Relay
Protocol infrastructure for local AI models
The agent should never know it's talking to a local model.
Problem
Local AI inference servers expose APIs that differ from the OpenAI and Anthropic standards most agent frameworks expect. Developers who want to run agents against local models face broken streaming, missing tool calls, and unpredictable response formats — a compatibility fragmentation problem that makes local-first AI infrastructure harder to adopt.
Solution
Relay sits between agent frameworks and local inference servers as a protocol translation layer. It accepts standard OpenAI/Anthropic-shaped requests and translates them into the native formats expected by servers like llama.cpp, Ollama, and other local backends.

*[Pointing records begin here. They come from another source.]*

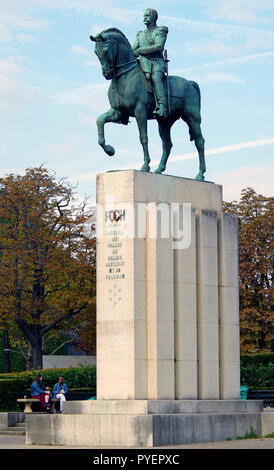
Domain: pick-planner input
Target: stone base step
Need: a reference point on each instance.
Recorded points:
(13, 432)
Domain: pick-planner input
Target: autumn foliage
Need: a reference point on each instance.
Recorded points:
(255, 214)
(47, 264)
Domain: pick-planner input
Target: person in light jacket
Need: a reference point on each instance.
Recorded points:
(40, 392)
(60, 390)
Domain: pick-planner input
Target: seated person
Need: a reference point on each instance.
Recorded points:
(60, 390)
(40, 392)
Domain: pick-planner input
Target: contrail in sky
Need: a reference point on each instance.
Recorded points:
(189, 156)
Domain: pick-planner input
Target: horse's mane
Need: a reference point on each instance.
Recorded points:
(117, 34)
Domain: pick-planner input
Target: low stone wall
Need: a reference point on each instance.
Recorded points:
(268, 422)
(145, 423)
(10, 419)
(51, 362)
(138, 430)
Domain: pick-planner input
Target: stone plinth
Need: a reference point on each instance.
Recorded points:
(167, 290)
(143, 423)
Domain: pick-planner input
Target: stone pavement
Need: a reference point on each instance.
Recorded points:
(18, 442)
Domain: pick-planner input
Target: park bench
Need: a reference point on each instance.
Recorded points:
(266, 395)
(28, 402)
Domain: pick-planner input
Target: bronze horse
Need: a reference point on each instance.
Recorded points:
(130, 95)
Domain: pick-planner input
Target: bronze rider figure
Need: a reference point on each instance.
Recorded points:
(149, 47)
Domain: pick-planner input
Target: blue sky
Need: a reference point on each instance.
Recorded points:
(52, 88)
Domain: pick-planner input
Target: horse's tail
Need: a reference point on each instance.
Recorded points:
(197, 88)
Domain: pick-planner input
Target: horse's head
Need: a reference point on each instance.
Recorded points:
(106, 51)
(112, 49)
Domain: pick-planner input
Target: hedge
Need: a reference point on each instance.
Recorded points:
(258, 377)
(17, 361)
(16, 385)
(257, 359)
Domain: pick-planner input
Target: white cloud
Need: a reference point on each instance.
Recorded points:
(259, 178)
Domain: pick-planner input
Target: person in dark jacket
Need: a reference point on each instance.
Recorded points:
(40, 392)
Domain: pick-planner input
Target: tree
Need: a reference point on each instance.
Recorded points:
(255, 214)
(47, 271)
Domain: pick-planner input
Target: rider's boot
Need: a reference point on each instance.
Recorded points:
(161, 106)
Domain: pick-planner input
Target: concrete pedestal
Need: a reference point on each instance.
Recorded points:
(167, 289)
(168, 356)
(145, 423)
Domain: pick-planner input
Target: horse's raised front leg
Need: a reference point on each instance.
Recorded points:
(200, 145)
(112, 115)
(141, 118)
(196, 135)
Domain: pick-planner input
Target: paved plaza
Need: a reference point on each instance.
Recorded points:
(18, 442)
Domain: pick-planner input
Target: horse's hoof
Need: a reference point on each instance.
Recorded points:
(159, 170)
(109, 150)
(200, 177)
(145, 168)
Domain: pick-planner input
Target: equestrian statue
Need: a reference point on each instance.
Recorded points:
(141, 88)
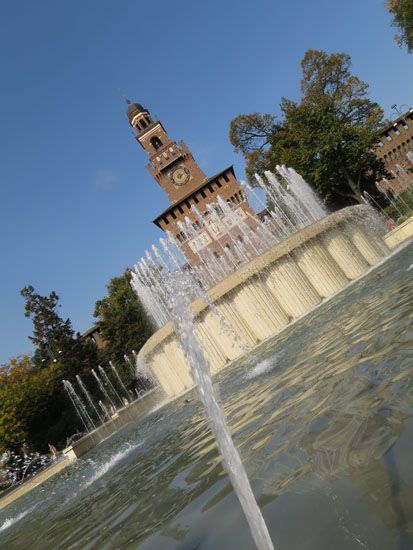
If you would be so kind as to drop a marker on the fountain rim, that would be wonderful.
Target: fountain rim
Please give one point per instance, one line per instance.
(255, 266)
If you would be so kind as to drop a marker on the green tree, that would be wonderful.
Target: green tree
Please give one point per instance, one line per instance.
(402, 11)
(123, 321)
(27, 403)
(54, 337)
(60, 351)
(329, 136)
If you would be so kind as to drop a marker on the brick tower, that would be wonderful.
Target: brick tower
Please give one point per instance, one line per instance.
(176, 171)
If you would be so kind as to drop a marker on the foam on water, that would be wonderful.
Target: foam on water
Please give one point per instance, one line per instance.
(8, 522)
(114, 459)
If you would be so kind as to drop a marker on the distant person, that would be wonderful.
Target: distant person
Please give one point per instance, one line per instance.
(52, 450)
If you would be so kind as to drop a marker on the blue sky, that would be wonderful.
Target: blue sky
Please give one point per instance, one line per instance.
(76, 200)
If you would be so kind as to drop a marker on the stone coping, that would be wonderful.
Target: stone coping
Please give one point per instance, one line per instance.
(34, 481)
(399, 233)
(258, 264)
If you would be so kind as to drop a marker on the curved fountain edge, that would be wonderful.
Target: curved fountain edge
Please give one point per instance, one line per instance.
(368, 247)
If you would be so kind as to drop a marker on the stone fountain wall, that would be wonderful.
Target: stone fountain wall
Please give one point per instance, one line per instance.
(265, 295)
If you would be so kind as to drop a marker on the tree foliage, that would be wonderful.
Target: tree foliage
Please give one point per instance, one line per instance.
(329, 136)
(123, 321)
(54, 337)
(26, 403)
(402, 11)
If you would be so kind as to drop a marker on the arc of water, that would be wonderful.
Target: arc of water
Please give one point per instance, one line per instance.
(115, 372)
(103, 389)
(109, 384)
(184, 327)
(79, 406)
(88, 397)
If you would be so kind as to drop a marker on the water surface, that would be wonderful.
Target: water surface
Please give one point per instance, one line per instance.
(322, 415)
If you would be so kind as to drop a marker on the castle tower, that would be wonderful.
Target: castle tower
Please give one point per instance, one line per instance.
(176, 171)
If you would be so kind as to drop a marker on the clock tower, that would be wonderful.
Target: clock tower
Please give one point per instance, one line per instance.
(170, 163)
(190, 191)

Streaming SSE chunks, tool-call deltas, and structured output modes are mapped with high fidelity so the agent never knows it is talking to a local model.
What I Built
I designed Relay as a modular Node.js gateway with separate translation layers per backend. It supports SSE streaming passthrough, function-call serialization that matches both OpenAI tool_call and Anthropic tool_use conventions, and a unified request pipeline that normalises errors and timeouts across servers. The architecture prioritises low latency and minimal overhead so local inference speed is preserved. The gateway includes SDK smoke tests, deployment docs, and a clean configuration surface for developers who want to switch between local and cloud models without changing their agent code.
Technical & Product Focus
Protocol translation between OpenAI/Anthropic schemas and local inference backends. Streaming SSE relay with buffered tool-call accumulation. Modular backend adapters. Node.js, TypeScript, Express-style middleware pipeline. SDK smoke tests and deployment documentation.
Links
Next Steps
Open-source release with initial Ollama and llama.cpp backend support. Plugin-style backend registration so the community can contribute adapters for new local servers. Lightweight dashboard for observability into translation latency and error rates. Multi-model routing with fallback chains.